Bu kadar pisliği hiçbir şey kaldıramazdı, muhakkak bir gün patlayacaktı. Ancak bu patlama, bir zamanlar ittifak halinde olan iki gücün kapışması sonucu ortaya çıktı. Geçmişte bir birine rakip olan, ancak konjonktür gereği daha sonra rekabeti bir kenara bırakıp “kazan kazan” formülünde birleşen iki gücün kapışması. Ergenekon operasyonları başta olmak üzere, KCK ve şike operasyonlarında omuz omuza verdiler. Siyaseten rakip gördüklerini tasfiye ettiler. Referandum sürecinde, mezardakilere bile oy verdirdiler. Hepsini güle oynaya yaptılar. Başbakanın meşhur deyişiyle, tüm bunlar olurken ve yaşanırken, “hepsi oradaydı, yan yanaydı.” Tüm bunları yaparken, gözleri önünde yaşanan yağmaya talana da seyirci kaldılar. Görmezden geldiler. Beklide bir gün lazım olur, gün gelir kullanırız diye yaşanan rezillikleri arşivlediler. Kısaca yaşanan her türlü işi birlikte yaptılar. Cemaat aşağıdan, iktidar yukarıdan el birliğiyle her şeye hâkim oldular. 

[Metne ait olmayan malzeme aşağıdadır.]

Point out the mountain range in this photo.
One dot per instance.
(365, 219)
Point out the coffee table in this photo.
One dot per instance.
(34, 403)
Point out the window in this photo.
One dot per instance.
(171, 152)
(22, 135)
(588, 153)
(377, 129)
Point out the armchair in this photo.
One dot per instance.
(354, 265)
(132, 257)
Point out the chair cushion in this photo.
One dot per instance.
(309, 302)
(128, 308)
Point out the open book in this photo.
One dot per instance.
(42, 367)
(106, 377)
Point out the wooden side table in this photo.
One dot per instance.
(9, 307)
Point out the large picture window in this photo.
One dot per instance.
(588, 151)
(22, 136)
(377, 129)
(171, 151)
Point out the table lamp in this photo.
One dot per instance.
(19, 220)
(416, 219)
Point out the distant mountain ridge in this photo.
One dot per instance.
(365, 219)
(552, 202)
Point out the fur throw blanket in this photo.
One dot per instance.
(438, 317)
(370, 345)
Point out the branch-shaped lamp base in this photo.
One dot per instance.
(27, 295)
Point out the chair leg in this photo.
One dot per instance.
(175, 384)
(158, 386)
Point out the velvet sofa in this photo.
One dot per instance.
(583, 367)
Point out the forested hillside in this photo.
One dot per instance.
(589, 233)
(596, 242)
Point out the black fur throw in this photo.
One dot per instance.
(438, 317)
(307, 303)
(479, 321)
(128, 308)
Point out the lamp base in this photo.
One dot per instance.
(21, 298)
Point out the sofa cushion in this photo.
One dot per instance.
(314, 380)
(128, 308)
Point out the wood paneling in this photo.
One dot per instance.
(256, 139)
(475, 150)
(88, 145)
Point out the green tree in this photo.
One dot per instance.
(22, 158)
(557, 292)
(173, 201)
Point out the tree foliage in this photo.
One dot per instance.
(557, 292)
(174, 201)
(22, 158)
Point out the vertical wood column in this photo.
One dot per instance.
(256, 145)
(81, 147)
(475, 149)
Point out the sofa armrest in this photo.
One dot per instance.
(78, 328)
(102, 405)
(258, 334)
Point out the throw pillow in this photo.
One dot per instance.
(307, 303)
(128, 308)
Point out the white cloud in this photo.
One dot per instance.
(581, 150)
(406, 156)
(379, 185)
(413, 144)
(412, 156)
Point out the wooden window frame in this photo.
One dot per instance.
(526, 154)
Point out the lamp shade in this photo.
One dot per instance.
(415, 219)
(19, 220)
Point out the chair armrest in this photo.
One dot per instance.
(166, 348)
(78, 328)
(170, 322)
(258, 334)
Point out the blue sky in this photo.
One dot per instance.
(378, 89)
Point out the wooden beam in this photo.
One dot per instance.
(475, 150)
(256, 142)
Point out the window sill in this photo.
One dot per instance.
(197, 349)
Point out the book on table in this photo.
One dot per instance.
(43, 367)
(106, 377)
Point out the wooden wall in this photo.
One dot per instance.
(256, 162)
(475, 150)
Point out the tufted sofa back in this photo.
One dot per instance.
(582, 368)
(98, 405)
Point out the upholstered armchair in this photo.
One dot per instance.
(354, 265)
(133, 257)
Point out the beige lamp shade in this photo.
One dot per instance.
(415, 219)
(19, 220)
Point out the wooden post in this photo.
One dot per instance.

Bu gün bir birine karşı kullandıkları şikâyet ettikleri her şeyi, büyük büyük sloganlarla duyurdukları operasyonlarda karşı taraf için kullandılar.  Şimdi ikisi de her şeye tek başına hâkim olmak için çarpışıyorlar. Zorunlu olarak kurdukları hâkim ittifak, çatlamış durumda. Pislikleri bir bir ortaya dökülmeye başladı.  Bu çatışmada haklı olan bir taraf yok. Bu ülkeyi bu hale el birliğiyle getirdiler. Yaşananlar Gezi isyanının haklılığının, bir kere daha, ispatı oldu. Gezi Parkı bu kokuşmuş düzenin sürmesi için, birilerine peşkeş çekilecekti. İsyan sadece bir parkı kurtarmadı; AKP’nin diktatöryal yüzünü açığa çıkardığı gibi yağmacı düzenine de bir darbe vurdu.  Şimdi ortaya dökülenler, belki de iktidarın en zayıf noktası olan yolsuzlukların, sadece küçük bir kısmı. Bu yolsuzluk düzenine karşı halk muhalefetini yaratarak, Gezi Parkı direnişinde olduğu gibi, hatta ondan daha güçlü bir şekilde tepki vermek gerekir. Şimdi zaman zengin dostu, yoksul düşmanı AKP düzenini yıkarak Türkiye’yi yeniden kurma zamanıdır.